8.2 Deep Q-Networks (DQN)
Neural networks \(\theta\) such as MLPs and CNNs can help us learn representations of state tensors \(\mathsf{S}\).
\(\mathsf{S} =\)
Now we just need an algorithm that:
- Leverages neural networks \(\theta\).
- Leverages a classical Reinforcement Learning method (TD: Q-learning).
- Implements batch form.
- Empirically performs well.
Consider the following Atari Breakout environment (Bellemare et al. 2013):
Suppose we set our batch to \(4\).
The state information \(\mathsf{S}_{\text{batch}}\) is typically represented as a stack of four consecutive tensor image frames \(\mathsf{S}\), capturing temporal dynamics and motion across time:
\[ \mathsf{S}_{\text{batch}} = \begin{bmatrix} \mathsf{S}_t \gets \text{frame at time } t \\ \mathsf{S}_{t-1} \gets \text{frame at time } t-1 \\ \mathsf{S}_{t-2} \gets \text{frame at time } t-2 \\ \mathsf{S}_{t-3} \gets \text{frame at time } t-3 \\ \end{bmatrix} \]

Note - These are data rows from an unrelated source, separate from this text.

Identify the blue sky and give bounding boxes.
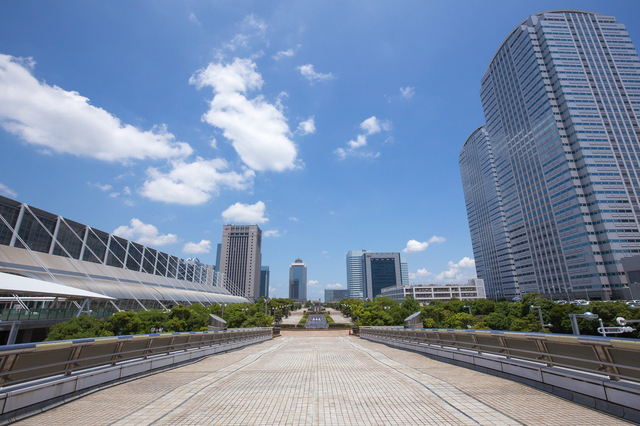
[0,1,640,298]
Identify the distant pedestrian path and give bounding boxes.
[15,330,631,426]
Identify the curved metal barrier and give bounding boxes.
[0,328,271,387]
[360,327,640,421]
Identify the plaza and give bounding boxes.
[14,330,631,425]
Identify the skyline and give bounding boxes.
[0,2,640,298]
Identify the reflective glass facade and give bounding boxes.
[289,259,307,300]
[463,10,640,299]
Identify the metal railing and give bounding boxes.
[360,327,640,382]
[0,328,271,387]
[0,308,115,321]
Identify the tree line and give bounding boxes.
[333,293,640,338]
[45,298,300,341]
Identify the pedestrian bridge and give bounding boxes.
[0,328,640,425]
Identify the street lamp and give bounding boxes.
[569,312,598,335]
[531,305,552,334]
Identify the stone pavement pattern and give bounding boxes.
[16,331,630,426]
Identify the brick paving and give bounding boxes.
[16,331,629,426]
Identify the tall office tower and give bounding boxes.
[258,266,269,297]
[362,253,402,300]
[218,225,262,300]
[480,10,640,299]
[289,259,307,300]
[400,257,409,285]
[458,126,520,300]
[347,249,371,299]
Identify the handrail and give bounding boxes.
[0,327,271,387]
[360,327,640,382]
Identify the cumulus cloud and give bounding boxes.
[0,54,193,163]
[140,157,255,205]
[402,240,429,253]
[400,86,416,99]
[296,64,333,84]
[272,49,294,61]
[333,115,391,160]
[87,182,113,192]
[0,183,18,198]
[298,115,316,135]
[402,235,446,253]
[436,257,476,281]
[222,201,269,223]
[182,240,211,254]
[189,58,297,171]
[113,218,178,247]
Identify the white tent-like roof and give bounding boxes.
[0,272,115,300]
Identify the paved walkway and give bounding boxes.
[16,331,629,426]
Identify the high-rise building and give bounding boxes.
[458,126,520,300]
[289,259,307,300]
[259,266,269,297]
[461,10,640,299]
[400,257,409,285]
[362,253,402,300]
[218,225,262,300]
[324,288,349,303]
[347,249,371,299]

The environment has a discrete action space \(\mathcal{A}\):
\[ \mathcal{A} = \{0 \gets \text{Do nothing}, 1 \gets \text{Fire}, 2 \gets \text{Move right}, 3 \gets \text{Move left}\} \]
The environment’s state transition dynamics \(P(s’, r \mid s, a)\) are governed by a physics engine that updates the positions of the ball, paddle, and bricks based on collisions and the selected action. These dynamics are deterministic but complex due to pixel-based changes.
The reward \(R\) is defined by the number of bricks destroyed:
- Hitting and destroying a brick typically yields a reward of \(+1\).
- Missing the ball (letting it fall) typically ends a life but gives \(0\) reward.
The episode ends \(d\) (dones) if either of the following happens:
- Termination: The agent loses all lives (typically 5).
- Truncation: The agent clears all bricks or reaches a built-in time limit (varies by implementation).
Is there a mistake with the following loss function for DQN?
\[ F(\theta_{t}) = (\text{TD-Target}_{j} - \hat{Q}(S_{j+1},a; \theta_{t}))^{2} \]
Why does this suggest that we are updating the MSE of a scalar and a vector?
What is actually happening here during the gradient update step?